Петя колеблется с минуту. Оглядывается вокруг. Берет ключи.
– Только быстро! Не дай Бог, узнает начальство.
Ведет нас к старому знакомому, которого сегодня предстоит узнать поближе.
– Это собор Рождества Пресвятой Богородицы, – объясняет. – Сколько он видел на своем веку, сколько раз перестраивался, ни словом сказать, ни пером описать. Пережил смутные времена, крестьянские восстания, войны, революцию…
– Сейчас находится под угрозой исчезновения, – добавляет Тышко.
– Еще в летописях XII века неоднократно упоминался деревянный острог, на месте которого в конце XVI построили каменную цитадель, – продолжает бывший монах. – Называлась она Кремлем и была шестиугольной в плане, с круглыми угловыми башнями и квадратной надвратной.
Не случайно здесь поселились монахи, в случае войны защищали монастырь-крепость…
Подвел к трехэтажной постройке, в которой сейчас цех завода.
– В ней трудно узнать Иоанновскую церковь, – сказал. – Несмотря на внушительные размеры, ее одноглавый силуэт хорошо вписывался в ансамбль.
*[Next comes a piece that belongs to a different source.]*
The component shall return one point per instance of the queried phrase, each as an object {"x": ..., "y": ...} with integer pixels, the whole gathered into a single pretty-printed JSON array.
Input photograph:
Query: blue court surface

После революции, когда монастырь ликвидировали, купол снесли. Церковь стала похожа на большой жилой дом.
– Здесь сейчас гараж, – объясняет Тышко, показывая на продолговатое одноэтажное здание.
Оно наполовину разрушено. Везде валяется металл, разлито масло, стены исписаны, закопчены.
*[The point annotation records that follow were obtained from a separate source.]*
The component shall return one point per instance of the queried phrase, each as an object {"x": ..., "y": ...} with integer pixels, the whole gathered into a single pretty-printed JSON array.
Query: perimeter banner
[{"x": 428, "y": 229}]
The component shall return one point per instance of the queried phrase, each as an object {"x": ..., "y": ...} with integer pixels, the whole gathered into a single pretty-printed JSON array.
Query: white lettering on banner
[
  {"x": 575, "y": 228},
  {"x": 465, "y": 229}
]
– Смотреть больно на такую срамоту, – возмущается Тышко. – Не верится, что наши люди на такое способны.
Подходим к колокольне. Невольно останавливаемся, чтобы потрогать ее стены, пощупать руками историю.
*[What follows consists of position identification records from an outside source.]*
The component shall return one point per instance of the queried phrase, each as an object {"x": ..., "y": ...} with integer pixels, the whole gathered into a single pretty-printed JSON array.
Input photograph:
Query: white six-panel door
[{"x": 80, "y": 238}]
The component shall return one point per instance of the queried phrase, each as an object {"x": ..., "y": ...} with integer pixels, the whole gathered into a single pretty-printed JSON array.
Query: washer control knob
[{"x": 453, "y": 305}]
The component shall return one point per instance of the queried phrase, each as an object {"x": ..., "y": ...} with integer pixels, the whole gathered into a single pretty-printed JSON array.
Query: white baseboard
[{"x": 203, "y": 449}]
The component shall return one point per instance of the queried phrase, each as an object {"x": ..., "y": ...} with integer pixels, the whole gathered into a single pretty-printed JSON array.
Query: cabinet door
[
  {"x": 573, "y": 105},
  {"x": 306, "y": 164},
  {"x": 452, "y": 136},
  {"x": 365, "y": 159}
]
И мы, и взрослые несколько минут стоим без движения. Мне кажется, что в такие минуты перед глазами проходит вся жизнь. Как на исповеди, о которой нам говорила бабушка: все хорошее и плохое.
– Теперь видите, что теряем? – обращается к нам с Надей Тышко.
– Постройки разрушаются, – говорит Петя. – На куполах нет покрытия, виднеются черные доски. Дожди и ветры убрали верхний слой штукатурки. В нескольких местах стены потрескались. Но все равно не оставляют людей равнодушными.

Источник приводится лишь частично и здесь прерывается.